Because both advice and exercise used elements of cognitive–behavioral techniques to encourage patients to resume normal activity levels and change any unhelpful beliefs and avoidance behavior, both treatments were expected to be more effective in patients with less healthy psychological features. We did not expect a strong interaction but, if present, thought it might be found for exercise because those patients were given more specific and structured input on how to upgrade their activity.


This study was a secondary analysis of data of a factorial, randomized, placebo-controlled trial in patients with subacute low back pain conducted in 7 physiotherapy clinics in Australia and New Zealand. The results of the primary analyses have been reported in detail elsewhere (27), so only a brief summary of the patients and methods will be presented here.
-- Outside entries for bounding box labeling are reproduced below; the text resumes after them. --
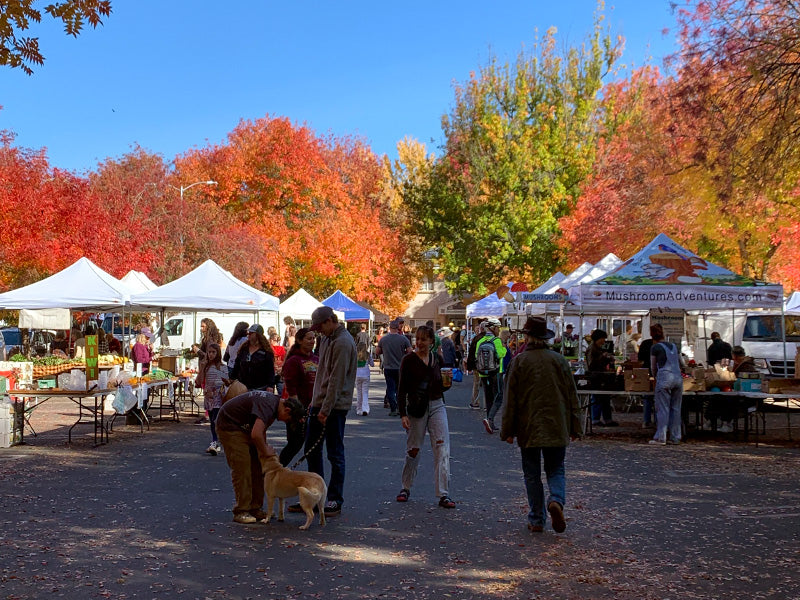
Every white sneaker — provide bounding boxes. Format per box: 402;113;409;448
233;513;258;525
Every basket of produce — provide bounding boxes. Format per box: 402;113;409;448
33;356;84;379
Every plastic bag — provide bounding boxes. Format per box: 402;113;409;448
112;385;138;415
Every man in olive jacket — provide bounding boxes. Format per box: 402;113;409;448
304;306;356;515
500;317;583;533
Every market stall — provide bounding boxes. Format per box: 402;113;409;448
322;290;375;327
579;234;785;440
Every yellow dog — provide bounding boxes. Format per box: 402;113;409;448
264;455;328;529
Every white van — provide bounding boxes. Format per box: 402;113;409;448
153;311;278;350
689;311;800;377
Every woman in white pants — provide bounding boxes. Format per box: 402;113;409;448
356;342;375;417
397;325;456;508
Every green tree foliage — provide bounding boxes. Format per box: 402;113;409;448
0;0;111;75
404;17;620;293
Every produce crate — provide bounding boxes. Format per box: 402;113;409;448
36;377;56;390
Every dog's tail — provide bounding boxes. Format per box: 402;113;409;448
317;480;328;526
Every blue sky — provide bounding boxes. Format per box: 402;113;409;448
0;0;675;172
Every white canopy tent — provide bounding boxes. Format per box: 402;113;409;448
0;257;131;311
131;259;280;336
279;288;326;321
279;288;345;336
580;233;783;314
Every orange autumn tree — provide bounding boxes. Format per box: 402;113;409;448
176;117;416;308
0;132;113;291
559;67;680;268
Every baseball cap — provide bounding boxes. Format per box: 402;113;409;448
522;317;555;340
310;306;334;331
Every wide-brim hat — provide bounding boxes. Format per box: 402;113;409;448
222;381;247;402
522;317;556;340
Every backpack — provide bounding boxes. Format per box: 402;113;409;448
475;335;500;376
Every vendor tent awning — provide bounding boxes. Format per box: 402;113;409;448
120;270;158;294
356;300;389;323
569;252;622;304
532;271;567;294
783;292;800;314
0;257;131;310
322;290;374;321
466;281;517;319
279;288;345;321
131;260;279;312
580;233;783;312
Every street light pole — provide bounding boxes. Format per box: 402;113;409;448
167;179;217;268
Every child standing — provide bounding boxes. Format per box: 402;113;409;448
356;342;375;417
201;344;228;456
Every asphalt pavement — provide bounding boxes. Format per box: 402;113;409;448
0;372;800;600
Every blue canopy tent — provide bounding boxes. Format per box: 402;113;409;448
322;290;374;321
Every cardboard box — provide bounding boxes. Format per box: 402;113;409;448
622;369;652;392
158;356;178;375
683;377;706;392
761;378;800;394
622;360;644;371
737;379;761;392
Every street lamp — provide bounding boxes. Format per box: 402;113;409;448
167;179;217;267
177;179;217;203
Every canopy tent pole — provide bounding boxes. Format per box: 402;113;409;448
781;302;797;377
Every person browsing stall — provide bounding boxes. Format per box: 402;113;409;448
586;329;619;427
231;323;275;391
279;327;319;467
397;325;456;508
650;323;685;446
289;306;357;515
500;317;583;533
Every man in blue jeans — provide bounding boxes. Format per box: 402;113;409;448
289;306;357;515
500;317;583;533
376;320;411;417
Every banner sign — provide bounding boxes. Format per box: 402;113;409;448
520;292;569;303
581;284;783;310
86;335;100;386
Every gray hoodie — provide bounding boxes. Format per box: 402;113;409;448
311;323;357;416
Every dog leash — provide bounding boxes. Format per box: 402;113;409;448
289;408;328;471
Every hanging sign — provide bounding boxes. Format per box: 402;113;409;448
520;288;569;303
86;335;100;382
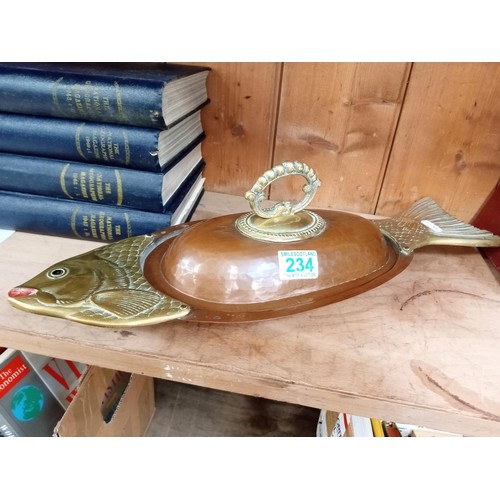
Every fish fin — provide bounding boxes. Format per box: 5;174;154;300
375;198;500;253
71;290;190;326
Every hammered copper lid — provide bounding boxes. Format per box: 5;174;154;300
144;162;409;321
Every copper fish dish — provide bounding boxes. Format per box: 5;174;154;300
9;162;500;327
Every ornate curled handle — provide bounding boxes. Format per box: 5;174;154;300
245;161;321;219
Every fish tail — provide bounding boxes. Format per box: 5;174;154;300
377;198;500;253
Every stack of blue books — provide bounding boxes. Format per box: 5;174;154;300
0;63;210;242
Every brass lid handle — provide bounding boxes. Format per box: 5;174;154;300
235;161;326;243
245;161;321;219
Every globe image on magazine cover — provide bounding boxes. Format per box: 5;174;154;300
11;385;44;422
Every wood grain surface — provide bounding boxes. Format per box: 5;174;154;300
271;63;410;213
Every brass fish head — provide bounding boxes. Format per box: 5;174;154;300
8;232;190;326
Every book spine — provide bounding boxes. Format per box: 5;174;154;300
0;191;171;242
0;67;165;128
0;351;64;437
23;352;88;409
0;153;163;212
0;113;161;172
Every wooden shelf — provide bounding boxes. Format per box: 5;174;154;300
0;193;500;435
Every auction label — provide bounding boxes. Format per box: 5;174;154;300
278;250;319;280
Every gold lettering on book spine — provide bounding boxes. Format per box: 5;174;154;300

The psychological predictors of outcome were chosen a priori. The study protocol received ethical approval from the Institutional Review Boards of the University of Sydney and the relevant area health services of each clinic.


We recruited 259 people between the ages of 18 and 80 years with nonspecific low back pain lasting for ≥6 weeks but ≤12 weeks by direct referral, invitations to participants on hospital waiting lists for physiotherapy treatment of low back pain, and newspaper advertisements. Participants were asked not to use other treatments for low back pain during the 6-week treatment phase.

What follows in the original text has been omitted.